With roots going back to 1975, the Portland Buddhist Priory was established in 1987 by a handful of lay practitioners who wanted to follow the teaching of Rev. Master Jiyu-Kennett and be a part of the Order Of Buddhist Contemplatives (the OBC). Today, we are continuing the evolving work of practicing Soto Zen Buddhism within this tradition.

In addition to the wide variety of practice opportunities listed on our calendar page, we offer spiritual counseling, naming ceremonies, funerals, weddings, and house blessings as well as funerals, naming ceremonies and ordinations for animals.

Four aspects of the Dharma are particularly important to our practice: sitting meditation, the Buddhist Precepts, the teaching that all beings have a bright, pure Buddha Nature and the practice of compassion.

Sometimes called serene reflection meditation or themeless sitting, zazen is characterized by sitting still with a bright mind, allowing thoughts to come and go and training the mind to not get caught up in what arises in our bodies or minds.

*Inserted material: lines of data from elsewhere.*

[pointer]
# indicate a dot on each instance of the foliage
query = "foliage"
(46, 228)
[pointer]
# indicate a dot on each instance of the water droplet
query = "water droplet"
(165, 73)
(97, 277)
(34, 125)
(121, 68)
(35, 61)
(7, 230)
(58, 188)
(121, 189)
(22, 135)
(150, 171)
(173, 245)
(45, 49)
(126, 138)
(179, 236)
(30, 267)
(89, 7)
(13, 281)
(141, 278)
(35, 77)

Working with the precepts emphasizes looking at our minds through the lens of these moral guidelines so that we might come to know where we create suffering for ourselves and others and so we can discover how we might alleviate that suffering.

Working on the precepts and practicing meditation work together to help us to uncover our own bright Buddha Nature which becomes obscured by the suffering created out of ignorance.

The practice of compassion is the effort we make to be aware of the difficulty that we and other living beings encounter in this world and the willingness to take steps to alleviate that suffering.

Each of these four foundations mutually benefit and reinforce each other. The beginning root of Buddhism is the compassionate wish to help beings and it is by taking up the meditation and doing the preceptual work that actualize this compassionate wish: the precepts help us to see where we create suffering and the meditation helps us to find the strength and wisdom to change ourselves.